Among the ACOs that are transitioning into riskier models that qualify for bonuses under MACRA, some will not be ready, said David Muhlestein, vice president of research at Leavitt Partners, a Salt Lake City-based healthcare consulting firm that has partnered with the National Association of ACOs to conduct research.

“There will be many that can’t get everything in place,” Muhlestein said. Even if they’re paid differently, “It takes a lot longer than people think to change how they deliver care,” he added. “A lot will owe Medicare money.”

Whether physicians are ready or not, healthcare policy is driving the shift to value-based care, including models like ACOs. “It’s the only game in town for physicians today,” said Francois de Brantes, director of the Altarum Institute’s Center for Payment Innovation.

De Brantes was less concerned that physicians and ACOs would struggle to establish the infrastructure and processes to manage patients better and more worried that provider consolidation would create tension between physicians and the hospitals and systems that employ them.

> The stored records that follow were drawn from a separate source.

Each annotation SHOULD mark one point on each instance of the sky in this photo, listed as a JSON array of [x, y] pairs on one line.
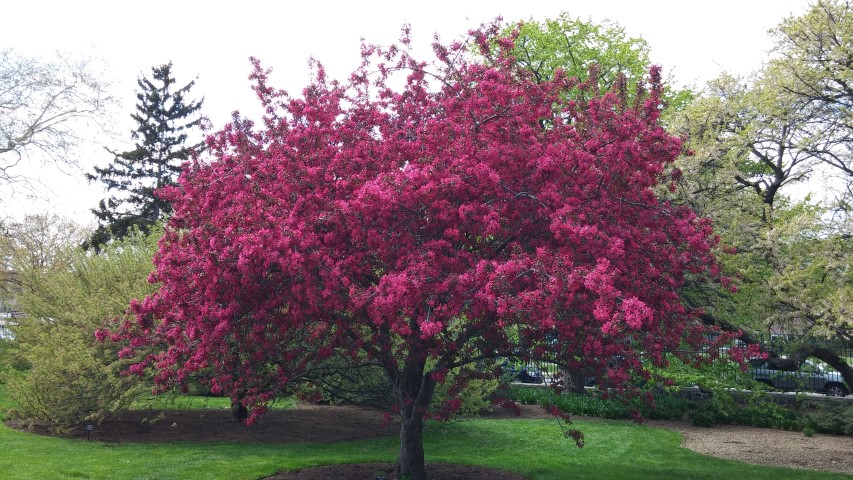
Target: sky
[[212, 41]]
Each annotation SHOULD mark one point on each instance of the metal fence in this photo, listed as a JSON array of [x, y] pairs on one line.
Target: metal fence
[[812, 375]]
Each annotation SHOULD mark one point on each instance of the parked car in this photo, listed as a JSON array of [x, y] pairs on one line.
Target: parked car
[[810, 378], [522, 373]]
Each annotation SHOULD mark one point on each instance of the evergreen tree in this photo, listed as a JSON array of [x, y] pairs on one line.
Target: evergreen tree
[[165, 117]]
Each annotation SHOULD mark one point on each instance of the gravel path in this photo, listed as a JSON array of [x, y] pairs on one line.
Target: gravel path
[[765, 446]]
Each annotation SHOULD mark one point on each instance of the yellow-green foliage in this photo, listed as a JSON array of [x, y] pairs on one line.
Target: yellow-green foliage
[[72, 377]]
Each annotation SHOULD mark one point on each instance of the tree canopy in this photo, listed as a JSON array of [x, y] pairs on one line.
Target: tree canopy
[[42, 103], [423, 228]]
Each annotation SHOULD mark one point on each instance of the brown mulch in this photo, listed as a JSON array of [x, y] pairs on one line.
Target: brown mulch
[[370, 471], [313, 423]]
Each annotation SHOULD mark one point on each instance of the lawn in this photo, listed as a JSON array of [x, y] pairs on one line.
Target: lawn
[[533, 447]]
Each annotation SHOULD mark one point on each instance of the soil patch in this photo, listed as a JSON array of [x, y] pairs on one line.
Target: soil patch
[[369, 471], [304, 423]]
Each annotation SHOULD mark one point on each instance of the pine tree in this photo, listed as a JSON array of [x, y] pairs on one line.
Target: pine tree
[[165, 117]]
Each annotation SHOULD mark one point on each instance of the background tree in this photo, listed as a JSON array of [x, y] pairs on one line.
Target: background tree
[[752, 143], [574, 46], [71, 377], [43, 104], [165, 117], [424, 230], [815, 65]]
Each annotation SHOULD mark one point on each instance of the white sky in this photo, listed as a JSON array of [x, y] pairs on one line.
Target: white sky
[[213, 40]]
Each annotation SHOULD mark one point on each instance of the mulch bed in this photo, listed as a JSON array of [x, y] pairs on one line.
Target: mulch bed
[[370, 471]]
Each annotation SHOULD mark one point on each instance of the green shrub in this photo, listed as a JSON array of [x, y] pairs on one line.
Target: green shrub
[[665, 406], [72, 378], [474, 394]]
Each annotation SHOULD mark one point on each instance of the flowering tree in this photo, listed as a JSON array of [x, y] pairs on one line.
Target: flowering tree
[[422, 229]]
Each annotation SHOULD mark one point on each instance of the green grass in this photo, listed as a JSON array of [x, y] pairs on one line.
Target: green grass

“There’s no equivalent to MACRA on the hospital side,” he pointed out. Physicians might want to join or create ACOs in order to avoid MIPS and its new reporting and performance requirements. But hospitals and other facilities have little incentive to take on downside risk. “Unless something is done to get the hospitals more in sync with the physicians, I think we’re going to continue to see a fair amount of tension.”